Chowdhury repeatedly praised other terror attacks and claimed to be radicalising children who came into the peri peri chicken shop where he worked in Luton.
In the months after his release from prison, he engaged in physical training, by acquiring wooden swords, practising stabbing techniques, enrolling on a shooting training course and obtaining a replica pistol while seeking a live firearm and ammunition.
Chowdhury told a friend that all non-Muslims, even pregnant women or children, were “fair game” and that killing a soldier or police officer would be “instant paradise”.
On 20 June – six months after his acquittal – a covert recording showed him telling his sister, Sneha Chowdhury, that he was quitting his job.
When asked why, he told her: “I’m doing another attack bruv … I’m serious bro, it’s about time now.”
The siblings were arrested by counter-terror police in Luton 3 July, and told that their home and Chowdhury’s car had been bugged for months.
Investigators had records of Chowdhury’s conversations, his internet activity, the extremist propaganda he had viewed and the purchases he made in preparation for the attack.
The defendant had viewed numerous speeches by al-Qaeda ideologue Anwar al-Awlaki and other hate preachers, Isis propaganda and guides on carrying out attacks with vehicles and knives.
But he denied all charges and claimed talk of an attack had merely been “jihad banter” or “for attention”.
Chowdhury told the jury that he had assimilated with terrorist prisoners at HMP Belmarsh during his time on remand for safety, having met the Parsons Green bomber and other “likeminded brothers”.
He claimed that he was not truly seeking to obtain a gun, and felt pressured by the undercover officer who offered to help him.
Chowdhury added: “I was scared he might kill me, he might kill my family.”
He told the jury that he believed in a form of jihad but not until “the antichrist comes alongside Jesus” in the “endtimes”.
“That’s the battle I want to be fighting,” he said. “I don’t want to do any terrorist acts, I don’t believe in it.”
Chowdhury claimed he had only undertaken physical training to lose weight so he could find a wife.
But the jury rejected his explanations to find him guilty of preparing acts of terrorism, disseminating a terrorist publication and possessing terrorist information.
Prosecutors told the court that Chowdhury had been viewing and posting extremist material before coming into contact with the undercover officers, and was not pushed or tricked into attack planning.
“Within days of his release, the defendant was posting on Instagram a story extolling the virtues of martyrdom for Allah and an image of the police officer who had wrestled the sword away from him outside Buckingham Palace, PC Ian Midgley, calling him a ‘cuck’,” Duncan Atkinson QC told jurors.

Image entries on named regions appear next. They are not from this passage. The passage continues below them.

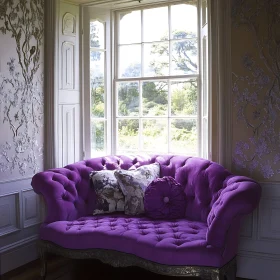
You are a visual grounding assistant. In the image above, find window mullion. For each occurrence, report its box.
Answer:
[167,80,171,153]
[138,81,143,151]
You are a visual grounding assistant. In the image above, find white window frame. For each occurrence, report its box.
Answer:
[112,0,203,157]
[82,0,231,168]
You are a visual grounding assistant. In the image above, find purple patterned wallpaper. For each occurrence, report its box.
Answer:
[232,0,280,181]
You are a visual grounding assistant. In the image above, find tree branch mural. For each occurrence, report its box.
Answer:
[0,0,44,175]
[232,0,280,179]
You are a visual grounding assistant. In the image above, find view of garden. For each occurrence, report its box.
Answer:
[91,4,198,155]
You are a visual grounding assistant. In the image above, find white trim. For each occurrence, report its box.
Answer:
[44,0,59,169]
[0,234,38,254]
[0,235,38,278]
[0,175,33,185]
[209,0,232,167]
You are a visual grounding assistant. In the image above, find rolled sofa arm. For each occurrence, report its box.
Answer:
[206,176,261,247]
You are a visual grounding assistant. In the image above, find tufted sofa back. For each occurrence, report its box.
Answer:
[32,155,258,223]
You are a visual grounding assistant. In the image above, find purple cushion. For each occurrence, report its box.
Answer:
[144,176,186,219]
[40,213,232,267]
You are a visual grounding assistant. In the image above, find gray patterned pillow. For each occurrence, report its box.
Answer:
[115,163,160,215]
[90,170,124,215]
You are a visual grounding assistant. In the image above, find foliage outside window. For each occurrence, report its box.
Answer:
[90,1,208,156]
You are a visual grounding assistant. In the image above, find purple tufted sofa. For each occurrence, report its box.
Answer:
[32,155,261,280]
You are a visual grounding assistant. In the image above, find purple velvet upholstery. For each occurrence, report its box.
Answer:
[32,155,261,267]
[144,176,186,219]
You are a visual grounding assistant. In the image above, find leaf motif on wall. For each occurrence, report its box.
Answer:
[232,0,280,179]
[0,0,44,175]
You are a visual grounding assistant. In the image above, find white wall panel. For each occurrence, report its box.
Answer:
[0,193,20,236]
[22,189,41,228]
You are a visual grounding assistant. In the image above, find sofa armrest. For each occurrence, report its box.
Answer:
[206,176,261,247]
[31,168,91,223]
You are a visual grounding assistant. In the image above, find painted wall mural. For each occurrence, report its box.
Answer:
[232,0,280,181]
[0,0,44,178]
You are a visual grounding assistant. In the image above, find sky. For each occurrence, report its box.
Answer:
[119,4,197,77]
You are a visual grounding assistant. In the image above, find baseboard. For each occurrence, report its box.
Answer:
[0,235,38,275]
[237,251,280,280]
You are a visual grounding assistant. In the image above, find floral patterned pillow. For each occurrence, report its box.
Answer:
[90,170,124,215]
[115,163,160,215]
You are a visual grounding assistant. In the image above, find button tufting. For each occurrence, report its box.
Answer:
[163,196,169,203]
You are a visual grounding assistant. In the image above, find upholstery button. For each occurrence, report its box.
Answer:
[163,196,169,203]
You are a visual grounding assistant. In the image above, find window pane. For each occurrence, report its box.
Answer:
[142,81,168,116]
[144,42,169,77]
[120,11,141,44]
[170,80,198,116]
[201,118,208,158]
[117,119,139,152]
[171,39,198,75]
[143,7,169,42]
[90,51,105,117]
[142,119,168,153]
[202,0,207,26]
[171,4,197,39]
[170,119,198,155]
[119,45,141,77]
[117,82,139,116]
[91,120,106,156]
[90,21,105,49]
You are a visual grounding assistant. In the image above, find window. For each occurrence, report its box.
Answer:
[87,0,209,157]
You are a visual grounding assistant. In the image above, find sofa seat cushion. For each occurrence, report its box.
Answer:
[40,213,225,267]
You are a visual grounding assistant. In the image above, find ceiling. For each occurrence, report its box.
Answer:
[67,0,141,6]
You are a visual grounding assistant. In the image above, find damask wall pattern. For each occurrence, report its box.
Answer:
[0,0,44,181]
[232,0,280,181]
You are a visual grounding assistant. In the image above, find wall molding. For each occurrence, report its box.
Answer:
[0,192,21,237]
[0,175,33,185]
[44,0,60,169]
[0,234,39,254]
[209,0,232,170]
[0,235,38,278]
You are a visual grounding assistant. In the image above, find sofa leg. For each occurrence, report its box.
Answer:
[39,248,47,280]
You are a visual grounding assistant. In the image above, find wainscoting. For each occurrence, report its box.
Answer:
[237,183,280,280]
[0,178,45,275]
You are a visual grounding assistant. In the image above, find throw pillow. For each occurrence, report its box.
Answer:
[144,176,186,219]
[115,163,160,215]
[90,170,124,215]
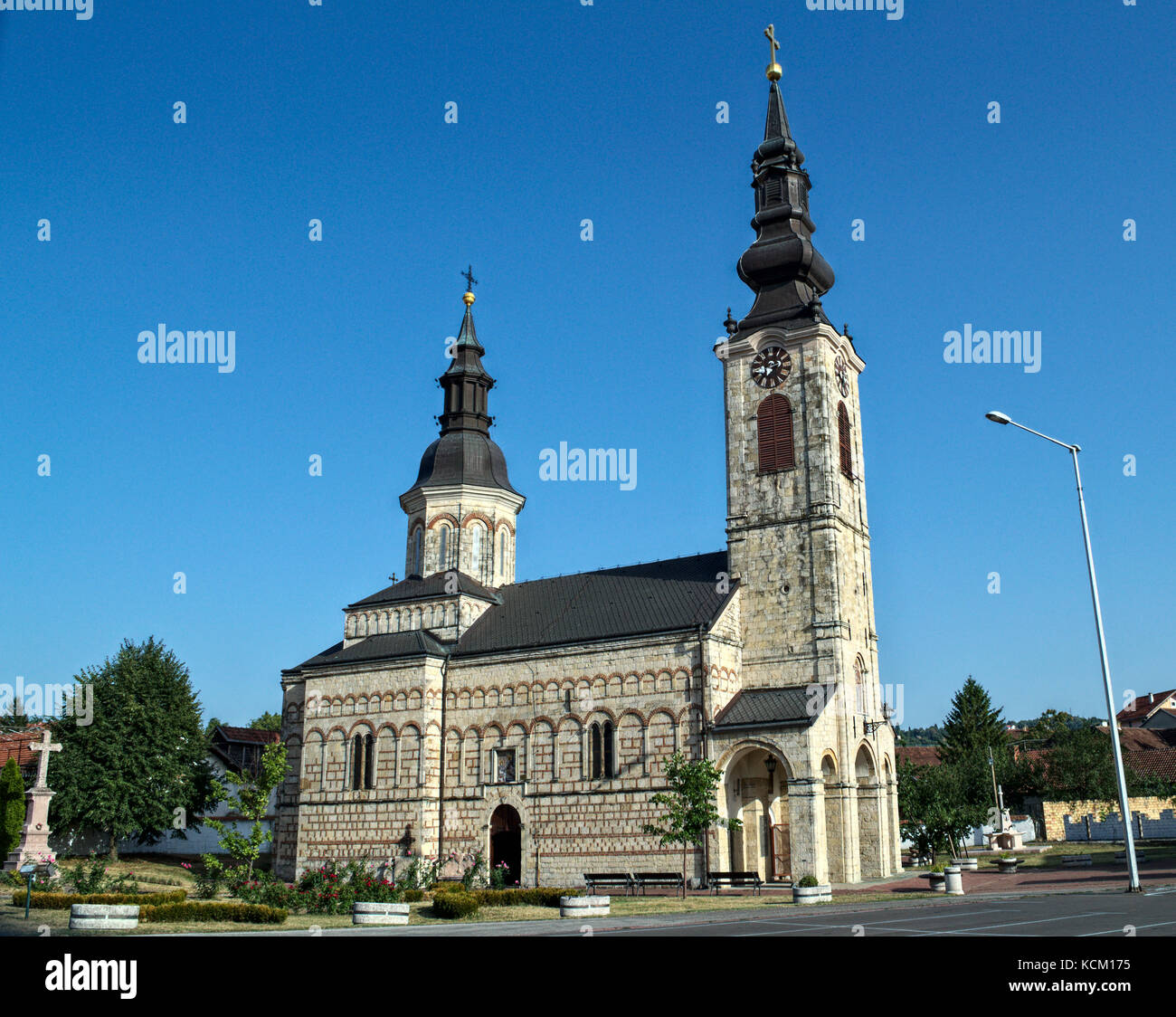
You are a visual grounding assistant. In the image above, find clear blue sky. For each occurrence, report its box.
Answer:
[0,0,1176,726]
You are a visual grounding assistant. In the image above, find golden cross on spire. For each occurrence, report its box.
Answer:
[763,24,784,81]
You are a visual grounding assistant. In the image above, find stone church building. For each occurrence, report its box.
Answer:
[274,55,900,885]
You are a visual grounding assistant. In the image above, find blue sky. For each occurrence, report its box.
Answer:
[0,0,1176,726]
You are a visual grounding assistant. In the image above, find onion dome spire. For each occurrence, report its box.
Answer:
[738,24,834,331]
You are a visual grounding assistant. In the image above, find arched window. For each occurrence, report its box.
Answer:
[838,402,854,480]
[756,392,796,472]
[854,656,867,716]
[352,735,364,792]
[469,526,482,576]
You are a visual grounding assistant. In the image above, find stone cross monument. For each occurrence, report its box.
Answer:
[4,727,62,869]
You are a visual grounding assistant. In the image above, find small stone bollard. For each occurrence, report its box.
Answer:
[560,897,612,918]
[352,900,408,926]
[944,865,963,897]
[70,904,138,929]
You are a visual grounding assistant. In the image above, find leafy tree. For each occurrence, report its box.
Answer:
[0,756,26,865]
[204,742,289,879]
[50,636,213,860]
[1034,727,1176,803]
[940,675,1007,763]
[898,762,991,864]
[641,753,744,897]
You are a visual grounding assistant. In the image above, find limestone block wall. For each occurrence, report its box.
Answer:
[1028,797,1176,841]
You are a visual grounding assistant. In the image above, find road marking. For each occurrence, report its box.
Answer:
[1078,922,1176,939]
[920,911,1114,936]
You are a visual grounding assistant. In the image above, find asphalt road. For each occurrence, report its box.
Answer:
[238,887,1176,938]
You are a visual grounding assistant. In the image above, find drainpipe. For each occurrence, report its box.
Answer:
[683,622,710,892]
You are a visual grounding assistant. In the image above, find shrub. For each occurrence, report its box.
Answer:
[12,890,188,911]
[473,887,583,908]
[432,890,479,918]
[138,900,289,926]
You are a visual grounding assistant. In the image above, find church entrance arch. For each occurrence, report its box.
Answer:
[490,805,522,887]
[716,746,792,882]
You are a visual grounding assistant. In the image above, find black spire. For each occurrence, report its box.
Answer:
[738,74,834,331]
[401,281,517,503]
[438,290,494,435]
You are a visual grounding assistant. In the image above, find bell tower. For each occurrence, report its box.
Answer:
[715,39,881,728]
[400,270,526,586]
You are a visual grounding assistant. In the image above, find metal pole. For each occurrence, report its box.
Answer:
[1070,444,1141,894]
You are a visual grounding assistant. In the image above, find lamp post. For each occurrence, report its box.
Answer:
[984,410,1142,894]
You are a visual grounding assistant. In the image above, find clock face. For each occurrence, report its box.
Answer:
[752,346,792,388]
[832,353,849,396]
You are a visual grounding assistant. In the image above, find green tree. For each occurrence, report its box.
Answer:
[641,753,744,897]
[898,762,991,864]
[940,675,1007,763]
[204,742,289,879]
[50,637,213,860]
[0,756,26,865]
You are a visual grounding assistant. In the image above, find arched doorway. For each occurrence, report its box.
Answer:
[490,805,522,887]
[854,746,886,879]
[717,746,792,880]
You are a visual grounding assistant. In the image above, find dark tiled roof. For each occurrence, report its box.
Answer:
[282,629,450,674]
[458,551,734,656]
[894,746,942,766]
[216,724,279,746]
[348,573,502,609]
[1114,689,1176,724]
[401,431,518,498]
[715,686,834,730]
[283,551,736,674]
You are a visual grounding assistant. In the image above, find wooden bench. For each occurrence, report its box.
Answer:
[632,872,682,894]
[707,872,763,896]
[583,872,632,896]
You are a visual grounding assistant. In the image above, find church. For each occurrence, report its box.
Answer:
[274,39,901,887]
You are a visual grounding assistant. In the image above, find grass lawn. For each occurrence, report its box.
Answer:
[0,857,942,936]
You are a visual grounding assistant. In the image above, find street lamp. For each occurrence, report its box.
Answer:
[984,409,1141,894]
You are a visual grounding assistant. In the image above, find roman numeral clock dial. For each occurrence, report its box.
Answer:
[752,346,792,388]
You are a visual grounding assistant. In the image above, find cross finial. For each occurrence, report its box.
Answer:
[461,264,478,307]
[763,24,783,81]
[28,727,62,788]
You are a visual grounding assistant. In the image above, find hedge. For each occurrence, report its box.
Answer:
[432,883,583,908]
[12,890,188,911]
[138,900,289,926]
[432,890,478,918]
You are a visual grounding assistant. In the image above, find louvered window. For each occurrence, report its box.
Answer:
[756,393,796,472]
[838,402,854,480]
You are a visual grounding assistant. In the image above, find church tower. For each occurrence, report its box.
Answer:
[400,281,526,586]
[715,39,893,738]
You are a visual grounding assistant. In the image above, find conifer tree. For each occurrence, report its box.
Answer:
[940,675,1007,763]
[0,756,26,865]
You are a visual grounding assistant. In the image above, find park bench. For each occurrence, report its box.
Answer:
[583,872,632,896]
[1062,855,1095,869]
[632,872,682,894]
[708,872,763,896]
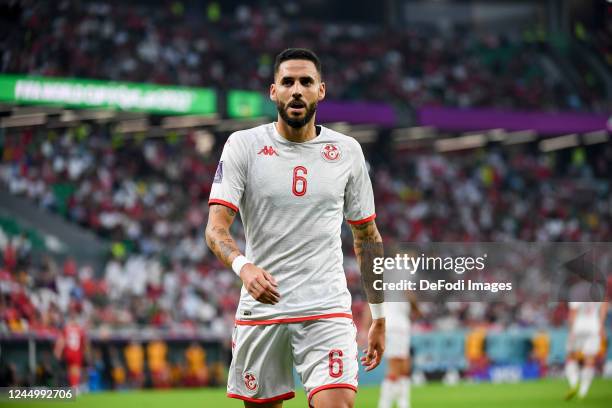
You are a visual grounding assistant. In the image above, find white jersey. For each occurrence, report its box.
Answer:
[570,302,603,332]
[209,123,375,322]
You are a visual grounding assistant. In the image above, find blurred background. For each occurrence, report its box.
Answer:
[0,0,612,391]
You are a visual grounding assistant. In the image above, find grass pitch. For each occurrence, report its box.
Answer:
[1,379,612,408]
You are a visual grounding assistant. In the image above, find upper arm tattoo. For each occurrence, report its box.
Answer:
[351,221,384,303]
[206,205,240,266]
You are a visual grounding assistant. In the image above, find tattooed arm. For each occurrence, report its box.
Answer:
[205,204,280,305]
[351,221,385,371]
[351,221,385,303]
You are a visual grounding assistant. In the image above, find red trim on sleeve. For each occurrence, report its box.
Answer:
[308,383,357,406]
[235,313,353,326]
[227,391,295,404]
[346,213,376,225]
[208,198,238,212]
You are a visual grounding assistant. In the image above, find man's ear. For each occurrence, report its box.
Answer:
[270,84,276,102]
[319,82,325,102]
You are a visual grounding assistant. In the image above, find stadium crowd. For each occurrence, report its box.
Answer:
[0,125,612,338]
[0,1,609,111]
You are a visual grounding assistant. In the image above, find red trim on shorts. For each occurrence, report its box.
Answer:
[208,198,238,212]
[227,391,295,404]
[308,383,357,406]
[346,213,376,225]
[234,313,353,326]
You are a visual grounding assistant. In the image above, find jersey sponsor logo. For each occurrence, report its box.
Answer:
[243,371,259,394]
[257,146,278,156]
[213,161,223,183]
[321,143,340,162]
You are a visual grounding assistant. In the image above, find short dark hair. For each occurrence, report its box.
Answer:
[274,48,322,77]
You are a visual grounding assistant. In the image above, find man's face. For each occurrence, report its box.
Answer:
[270,60,325,129]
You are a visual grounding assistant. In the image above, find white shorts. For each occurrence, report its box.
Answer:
[384,327,410,358]
[567,332,601,356]
[227,317,359,403]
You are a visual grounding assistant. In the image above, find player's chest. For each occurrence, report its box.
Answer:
[248,146,350,204]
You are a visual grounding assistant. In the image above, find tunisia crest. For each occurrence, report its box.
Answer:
[321,143,340,162]
[244,371,259,393]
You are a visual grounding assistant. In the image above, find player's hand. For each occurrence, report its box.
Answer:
[240,263,280,305]
[361,318,385,371]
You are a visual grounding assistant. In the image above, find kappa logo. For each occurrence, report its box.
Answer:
[257,146,278,156]
[243,371,259,394]
[321,143,340,162]
[213,160,223,183]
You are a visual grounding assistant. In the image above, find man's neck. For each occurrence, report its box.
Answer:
[276,117,317,143]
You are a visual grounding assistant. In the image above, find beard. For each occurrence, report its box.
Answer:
[276,101,317,129]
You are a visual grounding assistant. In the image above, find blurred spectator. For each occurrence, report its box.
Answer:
[147,340,170,388]
[184,342,209,387]
[124,340,145,388]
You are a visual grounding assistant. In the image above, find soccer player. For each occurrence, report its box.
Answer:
[206,48,385,408]
[364,296,420,408]
[565,302,608,399]
[54,310,87,389]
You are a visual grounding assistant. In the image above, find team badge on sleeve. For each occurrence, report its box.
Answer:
[321,143,340,162]
[244,371,259,394]
[213,161,223,183]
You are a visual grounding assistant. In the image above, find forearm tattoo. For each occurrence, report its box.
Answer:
[351,221,385,303]
[206,205,240,266]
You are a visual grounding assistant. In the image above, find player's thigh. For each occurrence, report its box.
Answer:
[244,401,283,408]
[385,328,410,359]
[387,357,410,378]
[227,324,294,407]
[310,388,355,408]
[291,318,359,406]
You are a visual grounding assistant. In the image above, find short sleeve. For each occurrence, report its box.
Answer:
[208,134,247,211]
[344,141,376,224]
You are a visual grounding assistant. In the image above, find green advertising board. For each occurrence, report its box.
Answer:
[227,90,276,119]
[0,75,217,115]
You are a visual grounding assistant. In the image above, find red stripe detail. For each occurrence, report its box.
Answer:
[227,391,295,404]
[308,383,357,405]
[208,198,238,212]
[235,313,353,326]
[346,213,376,225]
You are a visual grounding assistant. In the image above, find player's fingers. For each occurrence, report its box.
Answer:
[264,271,278,287]
[262,292,280,305]
[257,276,280,297]
[366,350,382,371]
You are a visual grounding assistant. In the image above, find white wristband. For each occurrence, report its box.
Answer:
[368,303,385,320]
[232,255,252,277]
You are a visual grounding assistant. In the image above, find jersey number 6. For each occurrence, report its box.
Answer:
[292,166,308,197]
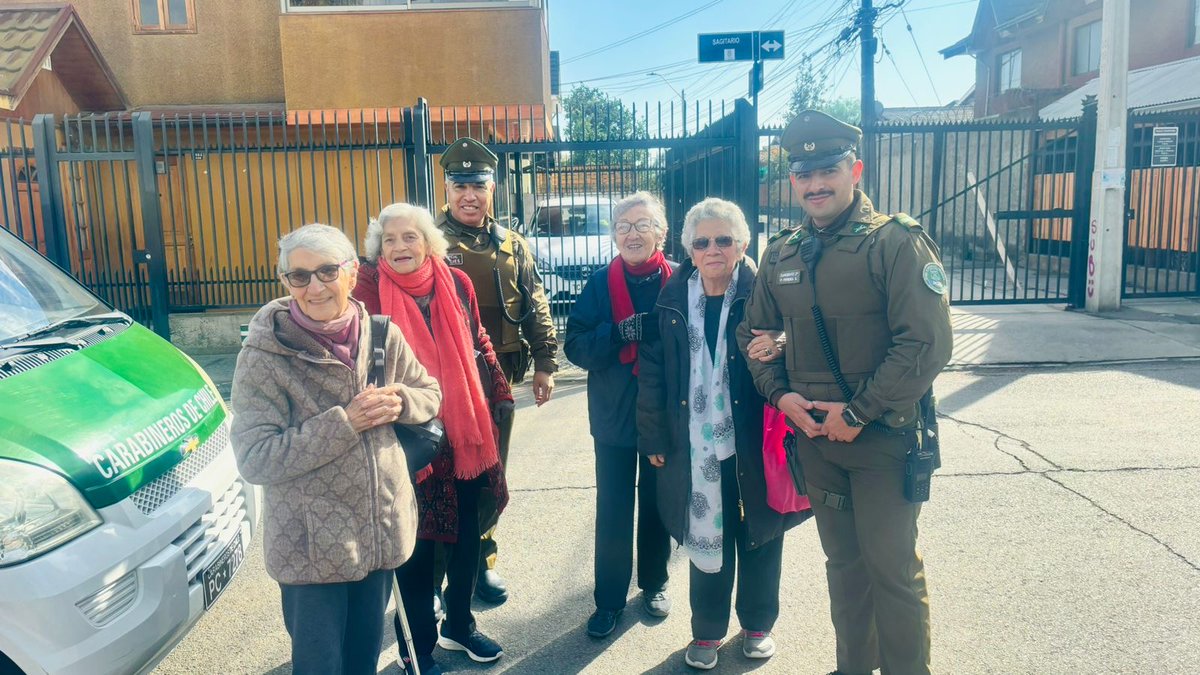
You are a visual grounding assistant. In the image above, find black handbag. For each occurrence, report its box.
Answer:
[371,315,445,480]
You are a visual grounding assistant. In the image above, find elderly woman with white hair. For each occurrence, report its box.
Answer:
[354,203,512,674]
[637,198,804,670]
[230,223,442,674]
[565,187,676,638]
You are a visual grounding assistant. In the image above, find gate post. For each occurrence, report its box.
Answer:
[1067,96,1098,310]
[34,114,73,266]
[133,112,170,340]
[733,98,762,262]
[404,98,433,210]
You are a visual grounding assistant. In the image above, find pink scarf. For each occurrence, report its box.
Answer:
[379,256,500,480]
[288,300,362,370]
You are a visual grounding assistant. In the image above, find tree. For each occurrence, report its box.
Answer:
[562,85,649,167]
[784,55,862,125]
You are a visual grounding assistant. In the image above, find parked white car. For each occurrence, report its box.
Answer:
[526,195,617,312]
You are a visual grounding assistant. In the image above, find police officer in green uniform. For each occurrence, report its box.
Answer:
[438,138,558,603]
[738,110,952,675]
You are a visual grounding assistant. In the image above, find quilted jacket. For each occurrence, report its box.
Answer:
[230,298,442,584]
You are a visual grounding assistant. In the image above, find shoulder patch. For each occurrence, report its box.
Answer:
[892,213,923,231]
[920,263,949,295]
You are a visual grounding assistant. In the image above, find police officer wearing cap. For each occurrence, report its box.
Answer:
[738,110,952,675]
[438,138,558,603]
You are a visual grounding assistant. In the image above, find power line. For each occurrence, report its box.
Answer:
[900,6,942,106]
[562,0,725,66]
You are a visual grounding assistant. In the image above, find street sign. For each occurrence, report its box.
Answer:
[700,32,755,64]
[1150,126,1180,167]
[756,30,784,61]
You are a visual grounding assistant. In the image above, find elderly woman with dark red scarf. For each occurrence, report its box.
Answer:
[565,192,674,638]
[354,204,512,675]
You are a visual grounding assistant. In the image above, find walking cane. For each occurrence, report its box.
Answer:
[391,574,421,675]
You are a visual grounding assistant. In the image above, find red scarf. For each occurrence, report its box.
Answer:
[378,256,500,480]
[608,251,671,375]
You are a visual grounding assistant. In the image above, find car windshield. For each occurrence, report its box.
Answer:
[533,203,612,237]
[0,228,109,345]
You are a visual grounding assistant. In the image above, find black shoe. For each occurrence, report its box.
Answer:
[438,625,504,663]
[588,609,624,638]
[400,655,442,675]
[475,569,509,604]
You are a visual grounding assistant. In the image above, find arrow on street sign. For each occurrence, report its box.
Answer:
[755,30,784,61]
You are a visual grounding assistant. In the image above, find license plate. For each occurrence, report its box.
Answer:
[200,532,246,610]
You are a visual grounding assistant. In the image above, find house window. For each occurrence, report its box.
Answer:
[1000,49,1021,94]
[1070,22,1100,74]
[131,0,196,34]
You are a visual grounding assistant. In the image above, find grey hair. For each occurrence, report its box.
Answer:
[612,190,667,243]
[277,222,358,274]
[362,202,450,262]
[679,197,750,250]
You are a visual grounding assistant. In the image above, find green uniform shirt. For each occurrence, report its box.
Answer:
[738,186,953,426]
[438,209,558,372]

“He had, in reality, hit the ground running on his release from prison, and ready to pick up where he had been forced to let off in 2017 when his attack at that time had failed.”
Commander Richard Smith, head of Scotland Yard’s Counter Terrorism Command, said officers received information about Chowdhury’s extremist posts a week after his release.
He acknowledged that it had been an “exceptionally difficult balance” to gather enough evidence to ensure a conviction while mitigating the risk he posed up until his arrest – just three days before the Pride in London parade.
“I am relieved to see him convicted,” Mr Smith added. “I believe Chowdhury to be an extremely dangerous individual who is committed to kill and maim members of the public for no other reason than that he is possessed of a hate-filled ideology.”
Chowdhury’s 25-year-old sister cried as she was convicted of one count of failing to disclose information about acts of terrorism and cleared of another count of the same charge.
The siblings, both of Kirkwood Road in Luton, will be sentenced at a later date.